Der 18-jährige Schüler David Ali S. erschoss seine Opfer mit einer Neun-Millimeter-Glock-Pistole mit ausgefeilter Seriennummer. Obwohl der Amokläufer die Waffe also mit hoher Wahrscheinlichkeit illegal erworben hat, will der Innenminister das Waffenrecht unter die Lupe nehmen.

Bundesinnenminister Thomas de Maizière schließt nach der Bluttat von München eine Verschärfung des Waffenrechts nicht aus. Zunächst müsse ermittelt werden, wie sich der 18-jährige Todesschütze die Waffe beschafft habe, sagte der Minister der "Bild am Sonntag". "Dann müssen wir sehr sorgfältig prüfen, ob und gegebenenfalls wo es noch gesetzlichen Handlungsbedarf gibt", fügte de Maizière hinzu. Die deutschen Waffengesetze seien allerdings jetzt schon "sehr streng".

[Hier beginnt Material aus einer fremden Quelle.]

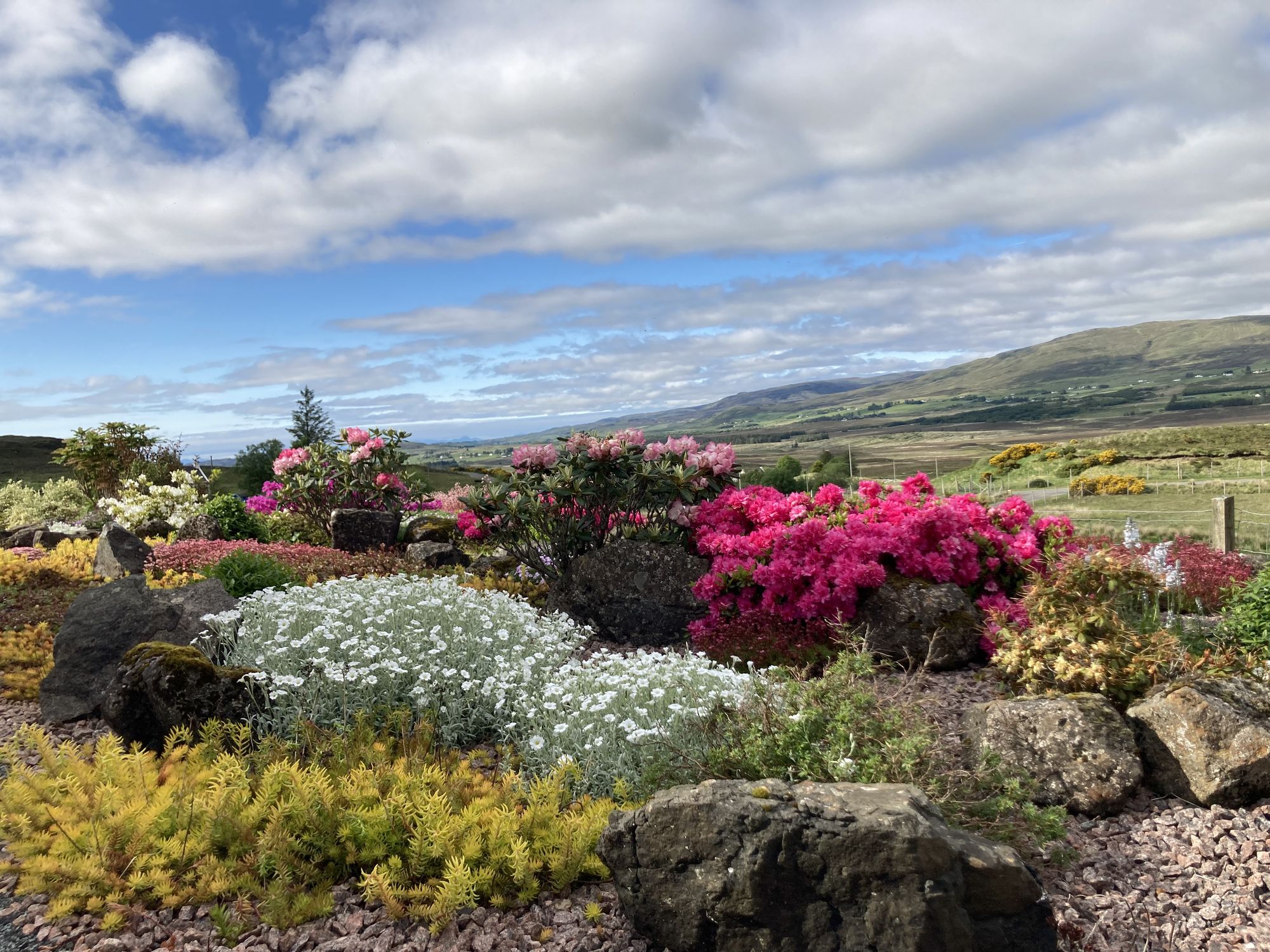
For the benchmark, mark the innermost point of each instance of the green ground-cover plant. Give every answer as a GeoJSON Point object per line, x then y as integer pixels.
{"type": "Point", "coordinates": [224, 821]}
{"type": "Point", "coordinates": [1247, 621]}
{"type": "Point", "coordinates": [236, 521]}
{"type": "Point", "coordinates": [244, 573]}
{"type": "Point", "coordinates": [857, 724]}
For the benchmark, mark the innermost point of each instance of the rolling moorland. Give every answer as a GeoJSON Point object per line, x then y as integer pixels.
{"type": "Point", "coordinates": [1183, 403]}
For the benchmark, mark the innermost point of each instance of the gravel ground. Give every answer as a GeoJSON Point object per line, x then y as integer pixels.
{"type": "Point", "coordinates": [1164, 876]}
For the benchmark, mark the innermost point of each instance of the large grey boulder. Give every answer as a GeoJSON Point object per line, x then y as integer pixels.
{"type": "Point", "coordinates": [21, 536]}
{"type": "Point", "coordinates": [735, 866]}
{"type": "Point", "coordinates": [120, 553]}
{"type": "Point", "coordinates": [919, 623]}
{"type": "Point", "coordinates": [432, 526]}
{"type": "Point", "coordinates": [638, 593]}
{"type": "Point", "coordinates": [1207, 741]}
{"type": "Point", "coordinates": [105, 624]}
{"type": "Point", "coordinates": [1076, 747]}
{"type": "Point", "coordinates": [159, 687]}
{"type": "Point", "coordinates": [201, 526]}
{"type": "Point", "coordinates": [361, 530]}
{"type": "Point", "coordinates": [436, 555]}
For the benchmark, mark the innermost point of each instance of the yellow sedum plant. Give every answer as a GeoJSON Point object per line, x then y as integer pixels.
{"type": "Point", "coordinates": [72, 559]}
{"type": "Point", "coordinates": [26, 658]}
{"type": "Point", "coordinates": [217, 821]}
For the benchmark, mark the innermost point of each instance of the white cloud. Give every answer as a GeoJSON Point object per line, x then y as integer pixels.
{"type": "Point", "coordinates": [185, 82]}
{"type": "Point", "coordinates": [665, 128]}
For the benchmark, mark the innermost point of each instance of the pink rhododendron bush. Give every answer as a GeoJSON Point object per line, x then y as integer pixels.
{"type": "Point", "coordinates": [368, 473]}
{"type": "Point", "coordinates": [565, 501]}
{"type": "Point", "coordinates": [788, 564]}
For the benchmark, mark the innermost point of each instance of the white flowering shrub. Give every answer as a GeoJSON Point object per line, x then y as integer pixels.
{"type": "Point", "coordinates": [613, 713]}
{"type": "Point", "coordinates": [327, 652]}
{"type": "Point", "coordinates": [142, 501]}
{"type": "Point", "coordinates": [486, 666]}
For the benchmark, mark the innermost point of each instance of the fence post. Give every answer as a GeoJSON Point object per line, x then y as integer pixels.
{"type": "Point", "coordinates": [1224, 524]}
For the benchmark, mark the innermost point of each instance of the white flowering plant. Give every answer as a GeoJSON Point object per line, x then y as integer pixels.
{"type": "Point", "coordinates": [483, 666]}
{"type": "Point", "coordinates": [142, 501]}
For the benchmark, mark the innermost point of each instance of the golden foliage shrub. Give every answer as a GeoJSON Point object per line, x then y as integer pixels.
{"type": "Point", "coordinates": [1083, 634]}
{"type": "Point", "coordinates": [26, 658]}
{"type": "Point", "coordinates": [219, 821]}
{"type": "Point", "coordinates": [1108, 486]}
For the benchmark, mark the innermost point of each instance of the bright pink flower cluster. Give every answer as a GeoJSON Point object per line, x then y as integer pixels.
{"type": "Point", "coordinates": [799, 558]}
{"type": "Point", "coordinates": [542, 458]}
{"type": "Point", "coordinates": [289, 460]}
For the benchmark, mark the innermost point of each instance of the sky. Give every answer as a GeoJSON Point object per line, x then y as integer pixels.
{"type": "Point", "coordinates": [477, 219]}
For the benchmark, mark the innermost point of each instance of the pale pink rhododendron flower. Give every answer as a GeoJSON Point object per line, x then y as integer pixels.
{"type": "Point", "coordinates": [540, 458]}
{"type": "Point", "coordinates": [289, 460]}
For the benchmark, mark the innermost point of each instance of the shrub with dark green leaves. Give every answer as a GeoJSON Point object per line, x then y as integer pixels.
{"type": "Point", "coordinates": [236, 521]}
{"type": "Point", "coordinates": [243, 573]}
{"type": "Point", "coordinates": [1247, 620]}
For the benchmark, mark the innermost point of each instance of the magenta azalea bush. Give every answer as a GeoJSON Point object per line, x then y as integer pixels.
{"type": "Point", "coordinates": [803, 559]}
{"type": "Point", "coordinates": [313, 482]}
{"type": "Point", "coordinates": [565, 501]}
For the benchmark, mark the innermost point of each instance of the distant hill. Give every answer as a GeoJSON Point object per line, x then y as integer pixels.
{"type": "Point", "coordinates": [30, 459]}
{"type": "Point", "coordinates": [1155, 374]}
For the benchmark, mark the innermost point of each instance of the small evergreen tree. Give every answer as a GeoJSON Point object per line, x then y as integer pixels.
{"type": "Point", "coordinates": [311, 423]}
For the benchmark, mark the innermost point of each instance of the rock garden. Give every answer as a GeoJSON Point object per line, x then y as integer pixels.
{"type": "Point", "coordinates": [610, 700]}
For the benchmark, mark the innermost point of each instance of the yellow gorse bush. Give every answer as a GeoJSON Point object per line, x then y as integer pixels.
{"type": "Point", "coordinates": [72, 559]}
{"type": "Point", "coordinates": [26, 658]}
{"type": "Point", "coordinates": [1014, 454]}
{"type": "Point", "coordinates": [1108, 486]}
{"type": "Point", "coordinates": [219, 821]}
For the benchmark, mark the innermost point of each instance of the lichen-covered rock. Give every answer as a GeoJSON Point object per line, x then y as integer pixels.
{"type": "Point", "coordinates": [201, 526]}
{"type": "Point", "coordinates": [159, 687]}
{"type": "Point", "coordinates": [432, 526]}
{"type": "Point", "coordinates": [736, 866]}
{"type": "Point", "coordinates": [1207, 741]}
{"type": "Point", "coordinates": [120, 553]}
{"type": "Point", "coordinates": [638, 593]}
{"type": "Point", "coordinates": [1076, 747]}
{"type": "Point", "coordinates": [21, 536]}
{"type": "Point", "coordinates": [361, 530]}
{"type": "Point", "coordinates": [436, 555]}
{"type": "Point", "coordinates": [105, 624]}
{"type": "Point", "coordinates": [919, 623]}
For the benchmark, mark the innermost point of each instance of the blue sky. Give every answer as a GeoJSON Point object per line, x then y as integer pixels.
{"type": "Point", "coordinates": [478, 218]}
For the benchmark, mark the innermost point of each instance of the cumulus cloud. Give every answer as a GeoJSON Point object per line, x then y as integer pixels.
{"type": "Point", "coordinates": [185, 82]}
{"type": "Point", "coordinates": [674, 128]}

Der 18-jährige Schüler David Ali S. hatte am Freitagabend beim Münchner Olympia Einkaufszentrum neun Menschen und dann sich selbst erschossen. Nach Erkenntnissen der Polizei handelte es sich um den Amoklauf eines Einzeltäters. Er soll unter Depressionen gelitten haben.

Der Deutsch-Iraner nutzte für seine Tat eine Neun-Millimeter-Glock-Pistole. Diese habe der 18-Jährige offenbar illegal besessen, da die Seriennummer der Waffe ausgefeilt war, teilten die Ermittler mit. Wo die Waffe herkam, ist noch offen.

De Maizière rief die Bevölkerung zur Wachsamkeit auf, um Gewalttaten zu verhindern. "Wenn Menschen sich verändern, psychisch auffällig werden oder sich radikalisieren, bedeutet das eine besondere Herausforderung für ihre Familien, für Freunde und behandelnde Ärzte und Therapeuten", sagte er. "Bei Anzeichen von Veränderungen, die Anlass zur Sorge geben, kann und muss professionelle Hilfe in Anspruch genommen werden", da solche Entwicklungen das Umfeld des Betroffenen sonst "schnell überfordern".